Partnerships are key, building a network takes a long time, the results are seen in pre-qualified investment opportunities and access to companies in stealth mode, through co-investing with other VC, the investments are leveraged, beyond what’s possible with internal R&D.

5. What are some of your corporate parent’s technology needs and corporate strategy amid the pandemic, as well as your CVC unit’s pain points?

Continuity and commitment as well as perseverance are very important in those challenging times. Some corporations have established a CVC arm only to discontinue them after a few years, or in an economic downturn which is not very helpful because most of the startups are not profitable and therefore require continued financing. At BP Ventures we have been able to manoeuvre our portfolio through the crises

6. And, finally, for colour, what did you do prior to CVC or in your spare time?

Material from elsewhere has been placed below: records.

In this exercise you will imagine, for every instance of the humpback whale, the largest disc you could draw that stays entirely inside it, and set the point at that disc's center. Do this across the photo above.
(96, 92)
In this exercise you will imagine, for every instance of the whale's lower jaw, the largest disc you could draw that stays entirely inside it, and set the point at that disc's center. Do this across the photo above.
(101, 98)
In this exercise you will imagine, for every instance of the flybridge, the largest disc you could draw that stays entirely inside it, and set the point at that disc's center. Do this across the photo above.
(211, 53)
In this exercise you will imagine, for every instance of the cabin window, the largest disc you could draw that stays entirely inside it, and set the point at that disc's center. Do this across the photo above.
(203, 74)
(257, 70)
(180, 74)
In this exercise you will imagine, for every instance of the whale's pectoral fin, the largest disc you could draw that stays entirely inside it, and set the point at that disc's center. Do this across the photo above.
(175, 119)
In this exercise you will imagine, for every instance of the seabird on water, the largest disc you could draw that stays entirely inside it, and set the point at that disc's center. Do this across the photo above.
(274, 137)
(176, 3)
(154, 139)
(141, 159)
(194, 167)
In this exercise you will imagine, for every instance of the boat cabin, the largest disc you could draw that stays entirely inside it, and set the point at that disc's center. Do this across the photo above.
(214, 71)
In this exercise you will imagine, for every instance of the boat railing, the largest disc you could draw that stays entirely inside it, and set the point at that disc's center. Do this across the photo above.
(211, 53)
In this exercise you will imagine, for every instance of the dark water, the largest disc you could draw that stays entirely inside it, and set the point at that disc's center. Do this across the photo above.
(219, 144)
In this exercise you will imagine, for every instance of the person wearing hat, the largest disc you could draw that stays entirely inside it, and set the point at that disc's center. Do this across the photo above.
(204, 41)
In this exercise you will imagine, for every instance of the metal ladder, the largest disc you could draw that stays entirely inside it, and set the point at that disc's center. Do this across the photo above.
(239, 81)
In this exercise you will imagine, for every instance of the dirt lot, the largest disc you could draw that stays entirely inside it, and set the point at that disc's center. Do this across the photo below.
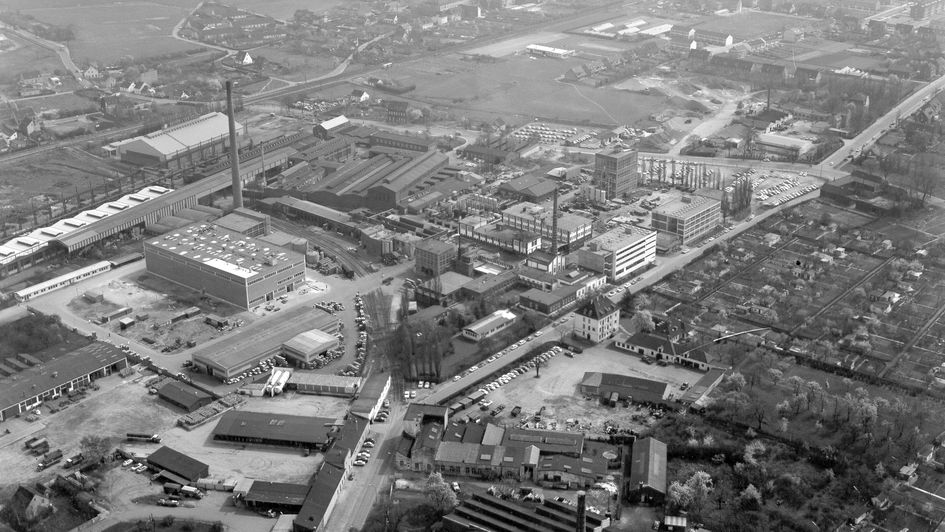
(120, 406)
(525, 88)
(557, 390)
(160, 300)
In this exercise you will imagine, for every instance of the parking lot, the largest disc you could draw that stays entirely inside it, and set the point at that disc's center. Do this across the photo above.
(556, 391)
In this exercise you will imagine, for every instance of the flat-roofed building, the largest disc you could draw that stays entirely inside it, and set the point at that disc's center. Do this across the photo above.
(690, 217)
(183, 396)
(616, 173)
(263, 428)
(634, 389)
(597, 320)
(29, 388)
(434, 257)
(304, 348)
(492, 324)
(179, 146)
(223, 264)
(647, 481)
(619, 253)
(240, 351)
(323, 384)
(573, 230)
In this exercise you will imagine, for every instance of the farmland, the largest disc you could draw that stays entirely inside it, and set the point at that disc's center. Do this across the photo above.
(524, 88)
(106, 32)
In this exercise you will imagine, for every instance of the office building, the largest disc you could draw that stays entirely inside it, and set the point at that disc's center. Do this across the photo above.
(491, 324)
(229, 266)
(597, 320)
(689, 218)
(620, 253)
(434, 257)
(573, 230)
(616, 173)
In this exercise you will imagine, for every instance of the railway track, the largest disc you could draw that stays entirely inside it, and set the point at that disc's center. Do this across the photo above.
(339, 250)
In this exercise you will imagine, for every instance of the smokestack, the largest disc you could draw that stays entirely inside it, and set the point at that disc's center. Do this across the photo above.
(582, 512)
(234, 148)
(554, 224)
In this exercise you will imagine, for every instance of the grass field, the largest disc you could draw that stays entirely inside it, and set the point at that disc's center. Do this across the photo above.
(524, 88)
(106, 31)
(26, 57)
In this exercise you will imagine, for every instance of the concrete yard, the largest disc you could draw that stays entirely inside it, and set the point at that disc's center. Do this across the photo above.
(557, 390)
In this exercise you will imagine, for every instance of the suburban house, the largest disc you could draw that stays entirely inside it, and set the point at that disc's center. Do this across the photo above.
(647, 482)
(597, 320)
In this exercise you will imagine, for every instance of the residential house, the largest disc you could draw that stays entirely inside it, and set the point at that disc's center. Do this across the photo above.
(647, 481)
(92, 73)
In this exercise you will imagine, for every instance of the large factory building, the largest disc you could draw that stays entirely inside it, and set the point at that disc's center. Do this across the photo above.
(224, 264)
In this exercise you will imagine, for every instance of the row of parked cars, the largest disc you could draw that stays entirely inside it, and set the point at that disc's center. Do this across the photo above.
(263, 367)
(506, 378)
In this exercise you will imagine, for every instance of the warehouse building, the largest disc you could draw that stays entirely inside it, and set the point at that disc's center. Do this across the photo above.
(176, 147)
(240, 351)
(690, 218)
(434, 257)
(184, 396)
(177, 463)
(231, 267)
(28, 388)
(262, 428)
(616, 173)
(492, 324)
(323, 384)
(487, 512)
(276, 496)
(305, 348)
(620, 253)
(647, 482)
(573, 230)
(613, 387)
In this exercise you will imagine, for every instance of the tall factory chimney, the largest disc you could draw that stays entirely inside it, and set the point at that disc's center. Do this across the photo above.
(582, 512)
(554, 224)
(234, 148)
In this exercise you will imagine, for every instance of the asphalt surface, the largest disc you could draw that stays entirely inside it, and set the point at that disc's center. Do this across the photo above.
(446, 390)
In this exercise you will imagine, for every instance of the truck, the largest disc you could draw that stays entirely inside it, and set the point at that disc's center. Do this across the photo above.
(49, 459)
(139, 436)
(190, 491)
(74, 461)
(37, 443)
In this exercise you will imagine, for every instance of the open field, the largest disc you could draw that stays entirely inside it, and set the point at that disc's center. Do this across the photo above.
(120, 406)
(27, 57)
(558, 392)
(160, 300)
(107, 31)
(518, 44)
(56, 172)
(524, 88)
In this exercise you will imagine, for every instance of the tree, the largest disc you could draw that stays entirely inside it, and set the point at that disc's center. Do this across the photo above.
(95, 448)
(700, 485)
(750, 498)
(441, 495)
(734, 382)
(642, 321)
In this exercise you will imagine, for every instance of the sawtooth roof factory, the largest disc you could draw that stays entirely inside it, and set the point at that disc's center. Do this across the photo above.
(229, 266)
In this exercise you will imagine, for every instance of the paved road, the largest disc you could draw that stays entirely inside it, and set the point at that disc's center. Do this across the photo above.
(875, 130)
(445, 391)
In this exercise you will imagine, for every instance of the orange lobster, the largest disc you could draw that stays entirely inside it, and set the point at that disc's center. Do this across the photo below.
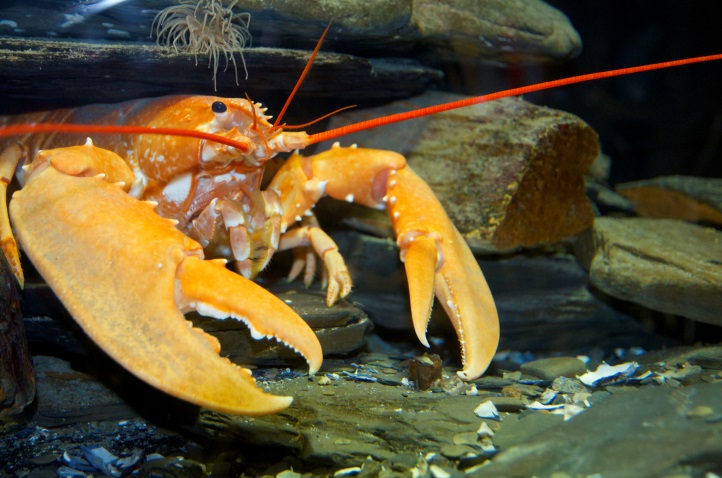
(131, 273)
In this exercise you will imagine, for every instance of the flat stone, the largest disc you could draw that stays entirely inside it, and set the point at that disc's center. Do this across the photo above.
(551, 368)
(512, 175)
(665, 265)
(676, 197)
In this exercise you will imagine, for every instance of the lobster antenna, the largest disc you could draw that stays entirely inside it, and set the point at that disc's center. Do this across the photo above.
(305, 71)
(30, 128)
(418, 113)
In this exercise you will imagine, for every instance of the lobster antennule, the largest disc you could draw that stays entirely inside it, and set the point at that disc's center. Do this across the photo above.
(418, 113)
(307, 68)
(29, 128)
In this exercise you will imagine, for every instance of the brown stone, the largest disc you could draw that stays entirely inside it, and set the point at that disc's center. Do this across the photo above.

Before joining BP I held a number of roles at BASF, I started as business development and global key account manager in intermediates. Afterwards, I was looking after BASF Ventures in North America. I led international M&A transactions for various business units in BASF’s M&A group. Prior to BASF, as a PhD student, I co-founded a life sciences company as head of finance. The company went public on the German stock market. Studied biochemistry at a university in Germany and studied economics in St Gallen, Switzerland.

I like hiking, mountain biking, skiing and diving, I was a passionate chess player.